The 107-to-103 Blazers victory tied the first-round series with the Houston Rockets at one game apiece.
The winner of this series gets a likely match-up against superstar Kobe Bryant and the Los Angeles Lakers.
Ethan Lindsey reports that has some basketball fans thinking back to Blazers’ history.
This Portland Trailblazers team is the second-youngest in the National Basketball Association – the players average 24 and a half years old.
| Blazers Defeat Rockets - Photos by Ethan Lindsey |
In comparison, Houston’s players average 28 years old.
Travis Outlaw, the 24-year-old sharp-shooting Blazer forward, says the team’s youth actually helps the team bounce back from a bad loss.
Travis Outlaw: “We feel like we gotta stick together, we gotta hold each other accountable, we have to have each other’s back, and pick each other up when we are down.”
Portland’s team is recognized by the league – and fans -- for its success and demeanor both on and off the court.
It's déjà vu for some long time fans, who remember 30 years back, when Bill Walton was the star.
Bill Walton: “The Blazer maniacs fell in love with that team because of the way we played – the unselfishness, the teamwork.”
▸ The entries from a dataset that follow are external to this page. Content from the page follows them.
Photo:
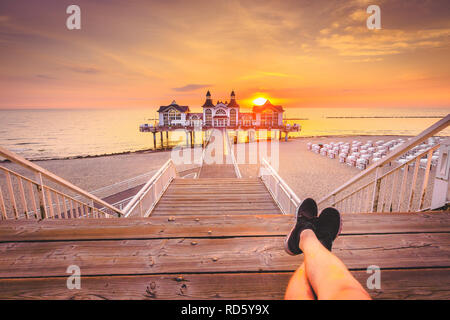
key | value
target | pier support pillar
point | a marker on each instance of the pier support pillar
(167, 139)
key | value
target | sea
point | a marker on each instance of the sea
(39, 134)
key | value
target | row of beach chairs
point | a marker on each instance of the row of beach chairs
(360, 155)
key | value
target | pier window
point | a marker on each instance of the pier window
(232, 117)
(269, 118)
(174, 115)
(208, 117)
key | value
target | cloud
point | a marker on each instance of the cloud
(191, 87)
(85, 70)
(45, 76)
(361, 42)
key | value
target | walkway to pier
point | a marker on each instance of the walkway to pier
(214, 256)
(219, 196)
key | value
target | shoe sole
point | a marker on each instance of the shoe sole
(286, 240)
(286, 246)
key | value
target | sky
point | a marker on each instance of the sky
(299, 53)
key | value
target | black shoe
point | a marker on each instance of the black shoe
(306, 219)
(329, 226)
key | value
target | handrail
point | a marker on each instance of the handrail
(208, 138)
(137, 199)
(429, 132)
(387, 174)
(60, 181)
(233, 158)
(294, 200)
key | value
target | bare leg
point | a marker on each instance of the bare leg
(299, 287)
(328, 276)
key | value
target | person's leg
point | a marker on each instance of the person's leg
(299, 287)
(328, 276)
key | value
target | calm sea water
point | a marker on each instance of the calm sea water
(45, 134)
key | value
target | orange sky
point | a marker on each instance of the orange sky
(299, 53)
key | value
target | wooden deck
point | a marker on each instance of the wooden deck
(215, 196)
(214, 256)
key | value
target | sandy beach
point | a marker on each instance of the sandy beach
(307, 173)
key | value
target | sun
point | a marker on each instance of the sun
(259, 101)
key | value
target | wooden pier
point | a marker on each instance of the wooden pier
(161, 133)
(219, 256)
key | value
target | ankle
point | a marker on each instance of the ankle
(304, 236)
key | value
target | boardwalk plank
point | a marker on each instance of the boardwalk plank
(210, 226)
(396, 284)
(32, 259)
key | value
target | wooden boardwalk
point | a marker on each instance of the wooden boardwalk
(214, 256)
(215, 196)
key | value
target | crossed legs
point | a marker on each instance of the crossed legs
(322, 275)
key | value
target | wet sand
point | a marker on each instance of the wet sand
(307, 173)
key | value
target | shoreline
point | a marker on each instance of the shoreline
(150, 151)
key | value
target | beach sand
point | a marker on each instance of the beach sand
(307, 173)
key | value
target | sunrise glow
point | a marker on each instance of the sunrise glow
(259, 101)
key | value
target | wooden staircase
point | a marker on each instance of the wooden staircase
(216, 196)
(214, 257)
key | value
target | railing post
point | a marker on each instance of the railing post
(376, 190)
(441, 180)
(40, 189)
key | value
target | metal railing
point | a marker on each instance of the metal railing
(283, 195)
(48, 196)
(393, 185)
(233, 158)
(142, 204)
(208, 134)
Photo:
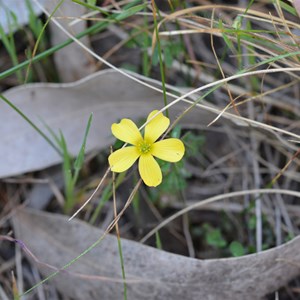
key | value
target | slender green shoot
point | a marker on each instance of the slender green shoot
(119, 239)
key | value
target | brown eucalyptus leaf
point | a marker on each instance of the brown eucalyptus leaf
(109, 95)
(151, 273)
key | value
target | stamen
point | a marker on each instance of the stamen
(144, 147)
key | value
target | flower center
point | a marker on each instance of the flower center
(144, 147)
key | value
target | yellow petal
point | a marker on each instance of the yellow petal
(126, 131)
(156, 127)
(149, 170)
(123, 159)
(170, 150)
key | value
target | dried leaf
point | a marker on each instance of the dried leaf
(109, 95)
(151, 273)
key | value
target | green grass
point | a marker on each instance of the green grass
(239, 57)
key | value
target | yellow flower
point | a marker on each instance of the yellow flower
(145, 148)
That’s Walton from an NBA documentary about the championship the Blazers won in 1977.
Seven years after joining the league, the Blazers upset the Philadelphia 76ers and superstar Dr. J, Julius Erving.
Bill Schonely: “The Blazers got into playoffs almost barely that year, but by then, they were rolling.”
Bill Schonely was the first play-by-play announcer for the Trailblazers. He covered the fabled 1977 team.
Bill Schonely: “Led by a guy by the name of Bill Walton, who had maybe his finest year ever, everything fell into place, I can see a similar pattern with this present team that the Trailblazers have.”
Schonely knows what makes this city’s sporting heart beat.
In fact, in the early Blazer years, he came up with the city’s most famous sports moniker. It came to him on a shot by Jimmy Barnett, a former Trailblazer nicknamed ‘Crazy horse’.
Bill Schonely: “In this day and age, it would have been a 3-point play. Well, he let it go for whatever reason, the guy was a flake anyway, I say that in the nicest way, and he threw it up. And lo and behold, it went in. So I was describing the play, and right at the end I say, ‘Rip City, alright!’”
Schonely says he can feel the re emergence of that ‘Rip City’ Blazer mania with this current team.
Sitting court side before yesterday’s game, Blazer’s Edge-dot-com sportsblogger Ben Golliver says that’s a welcome change.
Ben Golliver: “I can remember as recently as 2005 coming to a game and having an entire section to myself.”
Those teams weren’t just bad.
Multiple brushes with the law gave them a new nickname – the Jail Blazers.
Ben Golliver: “Personally, I get a little offended by the term like Jail Blazers. I don’t think that’s something that in a predominantly white city, with a predominantly black team, that’s not a term that I think should be tossed around that much.”
Golliver says this team, just like the 1977 team, connects with the Portland fan base on a deeper level.
Ben Golliver: “There are a lot of transplants from the Midwest who have made their way to Portland, like my parents for example came from Michigan right around the time of the first team. Humble, hard working, blue-collar, take no nonsense kind of people, and they are looking for a team that reflects their personality, just like any other city would.”
But this Blazers team has yet to prove whether it can get out of the first-round of the NBA playoffs.
Some fans say that’s not the end of the world.
The team’s youth means that the players could be even better next year – and the city is again proud.
As today’s fans cheer for star Brandon Roy and this team, Bill Walton’s retired jersey number 32 hangs proudly above, in the rafters of the Rose Garden.